1.1 Arti liberal dan liberalisme.
            Dua kata ( liberal dan liberalisme) tersebut sering digunakan dalam konteks yang sedemikian bervariasi, bahkan sering bertentangan, sehingga dapat membingungkan. Arti dua kata itu juga mengalami perkembangan dalam pejalanan sejarah sehingga keduanya dapat berarti positif maupu negative, dapat diartikan sebagai sikap batin, cara berfikir, ataupun suatu idiologi.
a.       Arti positif,
Liberal dalam arti positif adalah sikap batin yang merdek. Liberalisme lalu berarti paham yang menjunjung tinggi kemerdekan batin, yang menolak segala macam pembatasan( berlawanan dengan paham determinisme dan naturalisme), termasuk disini suatu kesadaran bahwa karena kemerdekaannya manusia mempunyai kemampuan untuk merealisasikan dirinya.

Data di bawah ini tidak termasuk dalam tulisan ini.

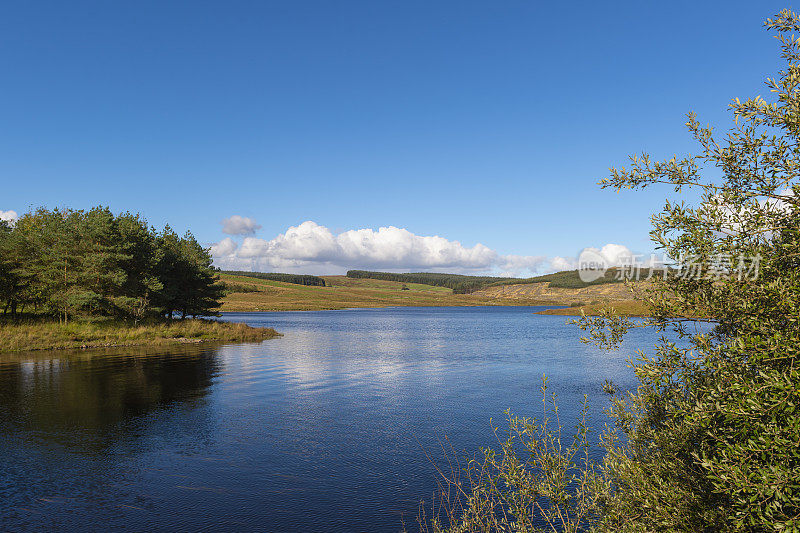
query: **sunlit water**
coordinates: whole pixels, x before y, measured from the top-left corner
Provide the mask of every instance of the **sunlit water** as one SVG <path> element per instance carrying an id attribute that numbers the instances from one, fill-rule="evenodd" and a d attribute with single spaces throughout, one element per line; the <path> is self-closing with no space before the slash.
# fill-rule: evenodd
<path id="1" fill-rule="evenodd" d="M 603 381 L 632 386 L 656 340 L 600 351 L 537 309 L 228 314 L 285 336 L 0 356 L 0 529 L 414 526 L 441 439 L 491 444 L 491 417 L 539 412 L 543 373 L 562 421 L 586 394 L 600 427 Z"/>

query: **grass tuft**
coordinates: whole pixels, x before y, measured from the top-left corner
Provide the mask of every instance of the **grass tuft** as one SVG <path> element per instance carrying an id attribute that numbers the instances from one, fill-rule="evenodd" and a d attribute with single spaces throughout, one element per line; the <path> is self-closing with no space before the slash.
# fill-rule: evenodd
<path id="1" fill-rule="evenodd" d="M 106 346 L 163 346 L 187 342 L 257 342 L 280 336 L 272 328 L 205 319 L 82 320 L 59 324 L 31 318 L 0 320 L 0 352 L 96 348 Z"/>

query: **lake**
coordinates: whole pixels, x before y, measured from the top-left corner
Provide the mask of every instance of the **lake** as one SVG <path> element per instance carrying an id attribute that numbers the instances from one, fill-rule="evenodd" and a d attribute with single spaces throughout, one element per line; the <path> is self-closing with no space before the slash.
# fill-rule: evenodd
<path id="1" fill-rule="evenodd" d="M 445 436 L 536 415 L 541 376 L 572 426 L 601 427 L 605 352 L 538 307 L 229 313 L 260 344 L 0 355 L 0 529 L 413 530 Z M 102 356 L 98 356 L 102 355 Z"/>

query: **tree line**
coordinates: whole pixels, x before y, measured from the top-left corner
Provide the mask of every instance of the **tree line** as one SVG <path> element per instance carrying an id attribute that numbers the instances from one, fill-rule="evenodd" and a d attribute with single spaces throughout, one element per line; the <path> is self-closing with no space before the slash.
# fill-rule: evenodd
<path id="1" fill-rule="evenodd" d="M 138 214 L 41 207 L 0 221 L 0 305 L 63 322 L 213 315 L 223 286 L 211 261 L 190 232 Z"/>
<path id="2" fill-rule="evenodd" d="M 542 276 L 536 276 L 533 278 L 499 281 L 497 283 L 493 283 L 492 286 L 549 283 L 549 287 L 554 288 L 582 289 L 584 287 L 589 287 L 590 285 L 605 285 L 608 283 L 622 283 L 623 281 L 650 280 L 654 277 L 663 278 L 664 269 L 645 268 L 632 265 L 630 267 L 611 267 L 606 270 L 602 276 L 592 281 L 582 280 L 578 270 L 563 270 L 561 272 L 553 272 L 552 274 L 544 274 Z"/>
<path id="3" fill-rule="evenodd" d="M 649 272 L 649 269 L 648 269 Z M 552 274 L 544 274 L 542 276 L 535 276 L 532 278 L 513 279 L 510 281 L 499 281 L 492 285 L 522 285 L 531 283 L 549 283 L 549 287 L 558 287 L 561 289 L 582 289 L 589 285 L 604 285 L 606 283 L 621 282 L 623 278 L 617 276 L 616 269 L 607 270 L 602 276 L 593 281 L 583 281 L 580 277 L 580 272 L 577 270 L 564 270 L 561 272 L 553 272 Z"/>
<path id="4" fill-rule="evenodd" d="M 516 278 L 502 278 L 495 276 L 464 276 L 461 274 L 443 274 L 439 272 L 372 272 L 369 270 L 348 270 L 348 278 L 380 279 L 383 281 L 397 281 L 400 283 L 423 283 L 435 287 L 453 289 L 453 294 L 469 294 L 483 289 L 492 283 L 512 281 Z"/>
<path id="5" fill-rule="evenodd" d="M 270 281 L 282 281 L 284 283 L 294 283 L 295 285 L 308 285 L 310 287 L 325 286 L 324 279 L 319 276 L 312 276 L 311 274 L 281 274 L 277 272 L 248 272 L 244 270 L 223 270 L 222 273 L 230 274 L 231 276 L 246 276 Z"/>

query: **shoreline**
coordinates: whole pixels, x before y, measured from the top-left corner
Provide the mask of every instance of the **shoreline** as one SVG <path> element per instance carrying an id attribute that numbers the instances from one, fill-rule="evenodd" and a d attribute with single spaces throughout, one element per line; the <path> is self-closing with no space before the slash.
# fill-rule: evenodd
<path id="1" fill-rule="evenodd" d="M 370 302 L 371 303 L 371 302 Z M 400 303 L 391 302 L 386 304 L 378 303 L 376 305 L 353 305 L 352 302 L 342 303 L 342 305 L 263 305 L 263 306 L 246 306 L 246 305 L 226 305 L 223 304 L 217 309 L 220 313 L 280 313 L 286 311 L 344 311 L 347 309 L 387 309 L 387 308 L 403 308 L 403 307 L 539 307 L 539 306 L 561 306 L 567 305 L 554 302 L 542 302 L 536 300 L 507 300 L 499 301 L 497 299 L 486 299 L 475 302 L 413 302 L 413 303 Z M 263 307 L 263 308 L 261 308 Z"/>
<path id="2" fill-rule="evenodd" d="M 273 328 L 209 319 L 146 321 L 140 324 L 116 320 L 59 324 L 41 319 L 23 319 L 19 322 L 0 322 L 0 353 L 259 342 L 281 336 Z"/>
<path id="3" fill-rule="evenodd" d="M 550 309 L 541 309 L 535 311 L 535 315 L 554 315 L 554 316 L 599 316 L 600 310 L 605 308 L 613 308 L 620 316 L 630 318 L 647 318 L 649 313 L 647 308 L 636 300 L 609 300 L 605 302 L 594 302 L 587 305 L 574 305 L 571 303 L 561 302 L 525 302 L 521 300 L 510 300 L 508 302 L 477 302 L 477 303 L 464 303 L 464 304 L 416 304 L 416 305 L 364 305 L 364 306 L 349 306 L 349 307 L 313 307 L 313 308 L 287 308 L 287 309 L 220 309 L 223 314 L 234 313 L 308 313 L 313 311 L 355 311 L 358 309 L 403 309 L 403 308 L 454 308 L 454 307 L 549 307 Z"/>
<path id="4" fill-rule="evenodd" d="M 603 309 L 614 309 L 617 315 L 629 318 L 647 318 L 650 316 L 649 309 L 645 304 L 638 300 L 608 300 L 603 302 L 592 302 L 584 305 L 569 305 L 559 309 L 543 309 L 537 315 L 558 315 L 558 316 L 599 316 Z"/>
<path id="5" fill-rule="evenodd" d="M 488 303 L 479 302 L 474 304 L 409 304 L 409 305 L 363 305 L 349 307 L 314 307 L 307 309 L 218 309 L 222 314 L 233 313 L 309 313 L 314 311 L 355 311 L 358 309 L 413 309 L 413 308 L 435 308 L 435 307 L 561 307 L 565 304 L 541 303 L 541 302 L 514 302 L 514 303 Z"/>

Apa pun tindakan manusia selama ia menggunakan akal dan kehendak bebasnya, tindakan itu harus dapat dibenarkan.
b.      Arti negatif
Liberal dalam arti negative adalah sikap batin semaunya saja, tidak ambil pusing  dalam aturan atau patokan. Menolak dalam semua konvensi, tradisi, atau apa pun yang dianggap membatasi kebebasannya. Liberalism lalu diartikan sebagai paham yang mengajarkan sikap orang untuk berbuat semaunya, keluar dari norma yang berlaku, pemberontak dari hal-hal yang tradisional. Arti inilah yang  dimaksudkan PM Inggris Margareth Thatcher menuduh tokoh-tokoh partai buruh sebagai kaum liberal yang menjadi lawan kaum konservatif. Konservatisme lalu bersikap batin yang cenderung memelihara apa yang dianggap bernilai tinggi dalam tradisi.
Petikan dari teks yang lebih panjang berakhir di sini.